TEXT CLASSIFICATION ON BIBLE DATA SET INTO OLD AND NEW TESTAMENT:
--> There are basically four folders:
-
The first folder is bible_data_set: Contains the input dataset
-
Machine Learning is the folder that contains two python notebooks and their respective models in the internal model folder.
a) training_word2vec.ipynb : Trained on all samples using word2vec Vectorization and SVM classification algorithm.
contains the answer to first two questions : 1) Classification into old and new testament : Accuracy --> 78% 2) The cosine distance between light and dark comes out to be 0.5777796
b) training_tfidf.ipynb : Trained on all samples using TFIDF Vectorization and SVM classification algorithm.
contains the answer to first question : 1) Classification into old and new testament : Accuracy --> 92.03729503804523%
-
Deep Learning is the folder that contains 1 python notebook and its respective model.
a) NLP-BIBLE.ipynb : Trained on all samples using word2vec Vectorization and LSTM classification.

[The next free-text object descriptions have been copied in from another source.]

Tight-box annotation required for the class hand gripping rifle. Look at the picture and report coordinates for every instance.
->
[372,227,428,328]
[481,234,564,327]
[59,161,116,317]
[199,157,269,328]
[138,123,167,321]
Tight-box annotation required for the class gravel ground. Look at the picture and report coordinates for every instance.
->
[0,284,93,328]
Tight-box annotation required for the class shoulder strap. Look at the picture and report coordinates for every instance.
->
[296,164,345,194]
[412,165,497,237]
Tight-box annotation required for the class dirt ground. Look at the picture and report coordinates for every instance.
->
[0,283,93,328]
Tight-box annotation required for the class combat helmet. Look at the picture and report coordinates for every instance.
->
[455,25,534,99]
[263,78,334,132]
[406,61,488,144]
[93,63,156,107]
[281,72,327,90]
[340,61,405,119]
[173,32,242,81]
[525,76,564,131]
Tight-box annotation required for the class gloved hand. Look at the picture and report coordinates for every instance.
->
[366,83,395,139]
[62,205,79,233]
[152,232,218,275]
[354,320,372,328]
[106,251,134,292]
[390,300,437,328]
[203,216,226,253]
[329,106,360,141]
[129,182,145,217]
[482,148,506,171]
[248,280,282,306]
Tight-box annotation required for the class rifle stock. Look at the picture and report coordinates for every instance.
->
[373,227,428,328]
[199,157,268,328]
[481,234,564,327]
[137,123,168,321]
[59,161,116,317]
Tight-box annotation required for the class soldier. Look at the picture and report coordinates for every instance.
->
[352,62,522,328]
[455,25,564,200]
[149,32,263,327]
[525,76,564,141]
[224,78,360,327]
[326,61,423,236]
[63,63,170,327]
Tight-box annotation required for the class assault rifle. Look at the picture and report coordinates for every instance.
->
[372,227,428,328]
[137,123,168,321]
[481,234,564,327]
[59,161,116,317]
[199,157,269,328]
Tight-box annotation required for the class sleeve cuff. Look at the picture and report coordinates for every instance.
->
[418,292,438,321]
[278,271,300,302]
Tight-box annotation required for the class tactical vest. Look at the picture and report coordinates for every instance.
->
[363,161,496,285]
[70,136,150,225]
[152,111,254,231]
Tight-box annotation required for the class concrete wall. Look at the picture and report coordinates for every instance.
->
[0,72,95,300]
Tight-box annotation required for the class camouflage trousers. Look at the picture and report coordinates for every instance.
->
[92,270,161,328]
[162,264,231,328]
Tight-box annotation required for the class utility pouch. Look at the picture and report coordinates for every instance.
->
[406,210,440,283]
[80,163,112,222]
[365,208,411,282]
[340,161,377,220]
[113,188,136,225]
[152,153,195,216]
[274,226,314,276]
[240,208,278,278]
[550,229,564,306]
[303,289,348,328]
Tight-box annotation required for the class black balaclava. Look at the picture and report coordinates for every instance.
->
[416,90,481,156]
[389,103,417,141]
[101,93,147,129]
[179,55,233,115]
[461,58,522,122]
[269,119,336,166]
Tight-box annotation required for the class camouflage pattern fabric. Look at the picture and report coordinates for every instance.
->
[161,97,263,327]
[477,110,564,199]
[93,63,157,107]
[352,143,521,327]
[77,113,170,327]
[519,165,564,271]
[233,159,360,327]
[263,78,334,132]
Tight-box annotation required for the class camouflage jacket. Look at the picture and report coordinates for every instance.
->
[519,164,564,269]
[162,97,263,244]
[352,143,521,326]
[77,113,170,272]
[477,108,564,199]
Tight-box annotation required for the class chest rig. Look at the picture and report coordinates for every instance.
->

contains the answer to first two questions : 1) Classification into old and new testament : Accuracy --> 74.42% 2) The cosine distance between light and dark comes out to be 0.0026299357414245605
-
Nouns_seggregation is the fourth folder that contains 1 python notebook.
a) noun_seggregation.ipynb : Creates a data_with_noun.csv file in the bible_data_set folder with first 1000 sentences and their respective nouns in the noun column. Due to processing time problem ,only 1000 sentences have been processed.